Gaussian measure on the dual of $\mathrm{U}(N)$, random partitions, and topological expansion of the partition function

TL;DR

This paper investigates a Gaussian measure on the dual of U(N), revealing its connection to random partitions and topological expansions, and provides a rigorous proof of gauge/string duality in 2D Yang-Mills theory.

Contribution

It introduces a Gaussian measure on the dual of U(N), analyzes its properties, and establishes a topological expansion of the partition function linked to ramified coverings, confirming gauge/string duality.

Findings

Coupling of random partitions vanishes as N approaches infinity.

Partition function admits a 1/N asymptotic expansion with topological coefficients.

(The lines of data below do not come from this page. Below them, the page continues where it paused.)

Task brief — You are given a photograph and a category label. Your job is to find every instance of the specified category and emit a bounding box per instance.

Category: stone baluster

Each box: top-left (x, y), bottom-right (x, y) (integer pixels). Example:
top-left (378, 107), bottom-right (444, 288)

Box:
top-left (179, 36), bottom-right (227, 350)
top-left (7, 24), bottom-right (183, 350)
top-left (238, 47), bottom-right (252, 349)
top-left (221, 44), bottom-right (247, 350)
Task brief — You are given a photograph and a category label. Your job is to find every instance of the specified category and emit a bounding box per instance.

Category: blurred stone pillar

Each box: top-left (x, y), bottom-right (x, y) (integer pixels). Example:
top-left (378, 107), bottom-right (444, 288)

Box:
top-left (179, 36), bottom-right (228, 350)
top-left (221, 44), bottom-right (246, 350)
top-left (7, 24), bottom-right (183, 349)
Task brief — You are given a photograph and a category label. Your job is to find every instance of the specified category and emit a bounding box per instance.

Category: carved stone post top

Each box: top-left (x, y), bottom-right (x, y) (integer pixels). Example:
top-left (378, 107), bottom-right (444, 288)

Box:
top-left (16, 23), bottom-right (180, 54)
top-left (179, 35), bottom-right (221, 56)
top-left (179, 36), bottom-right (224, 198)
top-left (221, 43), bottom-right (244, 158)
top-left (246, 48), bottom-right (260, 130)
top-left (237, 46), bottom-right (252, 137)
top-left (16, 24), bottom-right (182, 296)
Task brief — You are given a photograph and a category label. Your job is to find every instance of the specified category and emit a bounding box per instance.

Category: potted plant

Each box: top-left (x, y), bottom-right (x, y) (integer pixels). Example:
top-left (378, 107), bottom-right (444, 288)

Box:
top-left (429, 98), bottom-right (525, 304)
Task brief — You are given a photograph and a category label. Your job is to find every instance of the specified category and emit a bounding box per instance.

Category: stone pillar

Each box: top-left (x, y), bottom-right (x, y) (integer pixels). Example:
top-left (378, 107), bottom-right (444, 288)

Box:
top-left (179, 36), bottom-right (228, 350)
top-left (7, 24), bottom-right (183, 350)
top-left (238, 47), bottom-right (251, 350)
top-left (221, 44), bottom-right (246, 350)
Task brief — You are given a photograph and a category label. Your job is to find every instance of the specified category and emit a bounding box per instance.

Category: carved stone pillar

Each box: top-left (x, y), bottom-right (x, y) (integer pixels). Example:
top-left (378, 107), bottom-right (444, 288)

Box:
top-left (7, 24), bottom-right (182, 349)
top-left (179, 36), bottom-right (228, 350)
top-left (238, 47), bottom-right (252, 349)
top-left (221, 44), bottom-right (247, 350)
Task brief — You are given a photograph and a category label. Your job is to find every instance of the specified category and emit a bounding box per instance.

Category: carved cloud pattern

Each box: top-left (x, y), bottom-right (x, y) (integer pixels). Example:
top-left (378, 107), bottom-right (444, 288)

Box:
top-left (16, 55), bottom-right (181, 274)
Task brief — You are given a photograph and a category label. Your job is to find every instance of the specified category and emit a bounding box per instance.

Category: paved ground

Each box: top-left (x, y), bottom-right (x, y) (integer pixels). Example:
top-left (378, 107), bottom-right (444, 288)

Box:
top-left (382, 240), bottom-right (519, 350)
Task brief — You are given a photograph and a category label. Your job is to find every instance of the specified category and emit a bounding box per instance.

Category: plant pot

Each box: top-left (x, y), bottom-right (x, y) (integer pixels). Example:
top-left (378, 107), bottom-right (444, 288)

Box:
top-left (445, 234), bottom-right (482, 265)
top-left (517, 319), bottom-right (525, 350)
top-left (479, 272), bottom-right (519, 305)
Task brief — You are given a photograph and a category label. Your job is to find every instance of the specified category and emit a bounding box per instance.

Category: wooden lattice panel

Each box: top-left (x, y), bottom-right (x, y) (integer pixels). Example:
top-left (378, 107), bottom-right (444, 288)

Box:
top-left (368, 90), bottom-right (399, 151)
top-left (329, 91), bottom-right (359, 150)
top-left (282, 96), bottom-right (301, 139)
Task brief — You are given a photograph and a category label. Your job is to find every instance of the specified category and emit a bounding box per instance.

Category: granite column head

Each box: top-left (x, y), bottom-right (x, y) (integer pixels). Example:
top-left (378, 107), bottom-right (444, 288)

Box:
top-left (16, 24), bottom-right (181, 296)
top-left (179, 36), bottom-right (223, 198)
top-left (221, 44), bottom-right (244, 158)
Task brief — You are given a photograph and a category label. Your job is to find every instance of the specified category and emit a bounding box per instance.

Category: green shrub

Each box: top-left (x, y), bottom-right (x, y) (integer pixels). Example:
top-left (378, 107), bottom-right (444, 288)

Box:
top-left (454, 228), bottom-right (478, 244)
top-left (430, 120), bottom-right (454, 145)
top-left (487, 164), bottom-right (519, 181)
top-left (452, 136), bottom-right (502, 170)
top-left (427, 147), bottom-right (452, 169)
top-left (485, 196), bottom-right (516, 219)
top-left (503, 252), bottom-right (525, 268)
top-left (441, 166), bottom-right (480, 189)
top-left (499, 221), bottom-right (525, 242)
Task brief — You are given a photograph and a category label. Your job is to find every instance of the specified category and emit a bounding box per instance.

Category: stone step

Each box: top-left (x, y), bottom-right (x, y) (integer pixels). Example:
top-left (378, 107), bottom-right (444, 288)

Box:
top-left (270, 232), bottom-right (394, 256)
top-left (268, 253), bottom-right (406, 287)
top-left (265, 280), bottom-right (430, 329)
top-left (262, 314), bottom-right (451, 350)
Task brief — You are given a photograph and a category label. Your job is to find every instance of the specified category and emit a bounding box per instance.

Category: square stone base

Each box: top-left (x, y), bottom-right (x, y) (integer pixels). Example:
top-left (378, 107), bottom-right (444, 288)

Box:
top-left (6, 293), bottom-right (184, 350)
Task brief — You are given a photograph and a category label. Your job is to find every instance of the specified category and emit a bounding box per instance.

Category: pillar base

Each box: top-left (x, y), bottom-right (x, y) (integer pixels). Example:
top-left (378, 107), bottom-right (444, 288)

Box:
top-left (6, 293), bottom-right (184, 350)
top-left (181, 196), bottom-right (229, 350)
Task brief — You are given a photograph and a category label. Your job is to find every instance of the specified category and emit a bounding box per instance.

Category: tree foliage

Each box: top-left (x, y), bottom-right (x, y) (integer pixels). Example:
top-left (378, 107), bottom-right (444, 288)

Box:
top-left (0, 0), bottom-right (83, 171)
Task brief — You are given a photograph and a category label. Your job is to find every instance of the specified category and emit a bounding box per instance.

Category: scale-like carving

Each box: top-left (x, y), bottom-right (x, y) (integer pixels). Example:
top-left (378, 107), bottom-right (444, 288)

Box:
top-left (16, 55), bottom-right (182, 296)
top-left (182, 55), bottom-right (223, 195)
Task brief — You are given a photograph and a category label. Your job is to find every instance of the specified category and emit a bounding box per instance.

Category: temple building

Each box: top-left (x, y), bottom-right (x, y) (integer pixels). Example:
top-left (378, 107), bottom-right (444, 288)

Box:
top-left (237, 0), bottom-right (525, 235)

Provides a rigorous proof of gauge/string duality for 2D U(N) Yang-Mills theory.

Abstract

We study a Gaussian measure with parameter $q\in(0,1)$ on the dual of the unitary group of size $N$: we prove that a random highest weight under this measure is the coupling of two independent $q$-uniform random partitions $\alpha,\beta$ and a random highest weight of $\mathrm{U}(1)$. We prove deviation inequalities for the $q$-uniform measure, and use them to show that the coupling of random partitions under the Gaussian measure vanishes in the limit $N\to\infty$. We also prove that the partition function of this measure admits an asymptotic expansion in powers of $1/N$, and that this expansion is topological, in the sense that its coefficients are related to the enumeration of ramified coverings of elliptic curves. It provides a rigorous proof of the gauge/string duality for the Yang-Mills theory on a 2D torus with gauge group $\mathrm{U}(N),$ advocated by Gross and Taylor \cite{GT,GT2}.